Der bekannte Ökonom und Leiter den ifo Institutes für Wirtschaftsforschung (sieheHans-Werner Sinn (info) hat zu einer speziellen Problematik der Euro-Krise ein Buch mit dem Titel „Die Target Falle“ (siehe) veröffentlicht. Er behandelt dabei die buchhalterische und kaufmännische Verkettung der empirischen Geldströme zwischen Gläubigern, Banken und Schuldnern, wobei der Europäischen Zentralbank EZB eine zentrale Rolle zukommt. Dabei komme es zu sogenannten „Target-Konten“ bei der EZB, auf denen Rechnungsforderungen zwischengeparkt werden können, die im laufenden kaufmännischen Geschäftsbetrieb einer Volkswirtschaft zwischen denen anderer Wirtschaftsgebiete sowie diversen Kapitalgebern entstehen aber nicht in den üblichen Zahlungszielen beglichen wurden. Das passiert zwischen normalen Geschäftsbanken natürlich auch, nur dass wenn diese Rechnungen nicht in der vereinbarten, geschäftsüblichen Zeitlinie beglichen werden können, es rasch zu Überschuldung und einer Kreditklemme kommt, denn die Geschäftsbanken reagieren entsprechend. Durch den Umweg über die EZB „Target-Konten“ wird erreicht, dass weitere, für die Finanzierung der erweiterten Reproduktion notwendigen Mittel per Kreditvergabe (also neue Schulden) gewährt werden können. So kommt zusätzlich frisches Geld in Umlauf. Würde man das nicht machen, würden massenhaft Betriebe stillgelegt werden und eine Rezession mit in seinen Folgen nicht einzuschätzendem Dominoeffekt drohen.

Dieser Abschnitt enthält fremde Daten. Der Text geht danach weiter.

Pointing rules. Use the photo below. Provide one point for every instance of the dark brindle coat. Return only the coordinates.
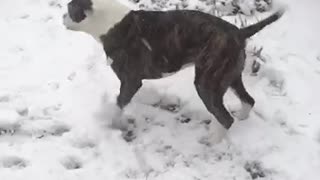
(145, 44)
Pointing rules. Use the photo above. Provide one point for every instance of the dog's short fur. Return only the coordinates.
(146, 44)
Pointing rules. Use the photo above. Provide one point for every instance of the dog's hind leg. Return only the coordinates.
(246, 100)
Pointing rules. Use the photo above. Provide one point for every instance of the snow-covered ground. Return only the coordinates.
(57, 94)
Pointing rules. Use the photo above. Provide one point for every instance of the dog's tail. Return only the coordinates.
(253, 29)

Näheres dazu findet sich auch in einem Artikel bei SPIEGEL-ONLINE vom Autor Christian Rickens „Auf verlorenem Rechnungsposten“ (hier).

Die Target Fall

Aus werttheoretischer Sicht ist folgender Kritikpunkt anzubringen:

Hans-Werner Sinn reflektiert lediglich einen Teil der Geldzirkulation, und zwar wie man es quasi buchhalterisch geschafft hat, dass System und seinen Geldfluß insgesamt am Leben zu halten und die Probleme in die Zukunft zu schieben. Er reflektiert aber nicht, warum diese Defizite überhaupt entstehen. Dann müsste er sich nämlich kritisch mit der kapitalistischen Produktionsweise von Wert an sich auseinandersetzen. Das wird man von ihm als normalen bürgerlichen Ökonomen, der die Marktwirtschaft positiviert, natürlich nicht hören… Genau das ist die Crux mit dem kaufmännischen Rechnen. Da man das Ursprungsproblem, den Mangel an Mehrwertproduktion, nicht lösen kann, bleibt der Politik, den multinationalen Konzernen und deren beiden Partner in der Finanzbranche – den Banken, nur eines übrig – nämlich die Abrechnungen und notfalls sogar die dazu notwendigen Abrechnungsregeln so zu ändern, dass der „Geldkreislauf“ nicht ins stocken gerät. Ansonsten wäre die Produktion und Reproduktion der gesamten Wirtschaftsregionen, Länder und Nationalwirtschaft, ja letztlich sogar des ganzen Euro-Wirtschaftsraumes womöglich stark betroffen, wobei Griechenland weniger als 2% Anteil am Gesamtaufkommen Europas hat. Kommen jedoch weitere Länder dazu, summiert sich das zu ernsthaften und bedrohlichen Größen, so dass man nicht einfach zur Tagespolitik übergehen kann, sondern sich gezwungen sieht, ein Krisenmanagement ins Leben zu rufen.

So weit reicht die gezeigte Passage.